Now if Prolacta Bioscience keeps the costs to institutions the same, and does not purchase so much of the donated milk that individuals no longer have access to this valuable supply, my concern will prove to be unwarranted. Call me paranoid, but I don't see that happening. Here's why. According to the article

"Prolacta will first use its facility to buy donated breast milk from independent milk banks and hospitals across the United States, pasteurize it at its Monrovia plants and sell it back to hospitals to treat very-low-birth-weight babies."

But this is essentially what the milk banks are already doing. Collecting, pooling, pasturizing, and distributing. Prolacta wants to insert itself as a middle-man, and we all know middle-men tend to increase the cost of any transaction.

"Its next market will be babies with heart defects who need surgery and are at risk for infection, and then children with cancer and those undergoing chemotherapy who suffer very upset stomachs."

Again, these seem to be children who would be eligible for the milk already with a prescription. Where's the value-added?

The value-added comes in the next paragraph:

"Medo also hopes to develop human-milk-based therapies to treat necrotizing enterocolitis, a gastrointestinal disease that is one of the leading killers of premature babies."

If Prolacta can develop this treatment, great. Anything that gives pre-term infants a better chance, I say great. I fully agree that learning more about the properties of human breast milk could lead to discoveries that, if developed, could improve the health and life prospects of countless of infants. The health benefits of breast milk are pretty clear, and those benefits are probably even greater for pre-term infants.
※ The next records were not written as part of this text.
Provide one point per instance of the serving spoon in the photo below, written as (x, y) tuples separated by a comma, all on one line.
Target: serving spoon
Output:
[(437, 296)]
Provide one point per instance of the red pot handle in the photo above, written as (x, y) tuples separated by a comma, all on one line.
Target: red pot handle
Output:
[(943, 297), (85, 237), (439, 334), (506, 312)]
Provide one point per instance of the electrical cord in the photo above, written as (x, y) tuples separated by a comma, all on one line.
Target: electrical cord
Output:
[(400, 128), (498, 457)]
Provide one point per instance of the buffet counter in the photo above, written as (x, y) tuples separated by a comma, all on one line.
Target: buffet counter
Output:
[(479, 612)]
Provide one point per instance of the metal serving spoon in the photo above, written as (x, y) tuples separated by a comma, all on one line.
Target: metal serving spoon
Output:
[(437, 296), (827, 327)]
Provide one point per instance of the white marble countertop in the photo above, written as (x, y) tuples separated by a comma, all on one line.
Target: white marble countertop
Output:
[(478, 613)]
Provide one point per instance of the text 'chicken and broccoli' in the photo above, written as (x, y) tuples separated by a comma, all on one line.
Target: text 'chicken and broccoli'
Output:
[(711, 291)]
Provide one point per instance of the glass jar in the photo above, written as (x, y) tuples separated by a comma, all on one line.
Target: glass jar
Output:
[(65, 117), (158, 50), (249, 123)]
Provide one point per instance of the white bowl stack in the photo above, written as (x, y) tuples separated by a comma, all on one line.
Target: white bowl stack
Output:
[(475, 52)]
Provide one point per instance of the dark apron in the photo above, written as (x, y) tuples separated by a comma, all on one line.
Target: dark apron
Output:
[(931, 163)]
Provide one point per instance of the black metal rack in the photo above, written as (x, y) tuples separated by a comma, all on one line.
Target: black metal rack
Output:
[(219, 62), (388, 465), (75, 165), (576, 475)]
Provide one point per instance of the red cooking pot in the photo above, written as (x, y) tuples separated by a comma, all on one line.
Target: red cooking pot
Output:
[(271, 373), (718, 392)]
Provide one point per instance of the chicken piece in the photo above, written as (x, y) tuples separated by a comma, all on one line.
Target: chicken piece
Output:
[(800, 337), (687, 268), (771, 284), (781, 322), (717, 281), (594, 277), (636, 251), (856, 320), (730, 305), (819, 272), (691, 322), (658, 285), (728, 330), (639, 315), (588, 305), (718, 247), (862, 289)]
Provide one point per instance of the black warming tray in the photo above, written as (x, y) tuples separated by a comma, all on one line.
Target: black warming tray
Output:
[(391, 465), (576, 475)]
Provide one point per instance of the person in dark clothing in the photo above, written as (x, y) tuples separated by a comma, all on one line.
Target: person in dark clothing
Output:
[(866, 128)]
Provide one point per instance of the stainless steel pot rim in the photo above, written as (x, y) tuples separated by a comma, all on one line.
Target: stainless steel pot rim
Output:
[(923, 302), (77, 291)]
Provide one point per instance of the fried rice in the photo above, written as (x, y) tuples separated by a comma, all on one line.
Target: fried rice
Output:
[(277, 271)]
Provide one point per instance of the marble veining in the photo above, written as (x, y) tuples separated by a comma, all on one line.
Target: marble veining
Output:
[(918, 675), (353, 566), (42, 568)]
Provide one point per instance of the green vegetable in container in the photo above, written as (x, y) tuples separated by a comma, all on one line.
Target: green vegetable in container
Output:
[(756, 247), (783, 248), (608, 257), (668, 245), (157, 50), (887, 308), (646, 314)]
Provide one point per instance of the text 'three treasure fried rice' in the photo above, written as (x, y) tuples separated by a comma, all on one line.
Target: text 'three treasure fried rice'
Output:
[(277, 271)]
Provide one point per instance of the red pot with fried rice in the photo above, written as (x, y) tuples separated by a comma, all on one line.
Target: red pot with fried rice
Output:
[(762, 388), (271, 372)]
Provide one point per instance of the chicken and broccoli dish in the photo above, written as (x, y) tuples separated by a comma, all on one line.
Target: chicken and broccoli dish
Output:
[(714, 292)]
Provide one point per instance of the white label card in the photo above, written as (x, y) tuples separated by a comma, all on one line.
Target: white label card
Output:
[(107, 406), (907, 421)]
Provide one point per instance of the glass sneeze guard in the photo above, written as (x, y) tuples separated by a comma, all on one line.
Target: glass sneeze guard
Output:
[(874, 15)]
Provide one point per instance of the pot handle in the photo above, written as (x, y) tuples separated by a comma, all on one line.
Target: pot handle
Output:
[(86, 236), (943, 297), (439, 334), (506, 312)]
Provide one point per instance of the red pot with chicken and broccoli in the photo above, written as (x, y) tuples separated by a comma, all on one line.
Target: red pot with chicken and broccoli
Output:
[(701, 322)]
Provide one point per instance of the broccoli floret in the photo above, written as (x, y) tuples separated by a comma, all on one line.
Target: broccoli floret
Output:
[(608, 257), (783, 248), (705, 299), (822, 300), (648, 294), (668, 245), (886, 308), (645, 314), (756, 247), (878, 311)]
But I'm very concerned about a for-profit biotech start-up stepping in to what has been until now a not-for-profit relationship driven by the needs of sick infants. If Prolacta can find a way to, in the long term, get the benefits of breast milk to more infants - that is, if they don't absorb all the supply so that families don't have access to the donated milk and if their treatments aren't outrageously priced - then I will drink my words.

But I don't like the looks of this. I just don't.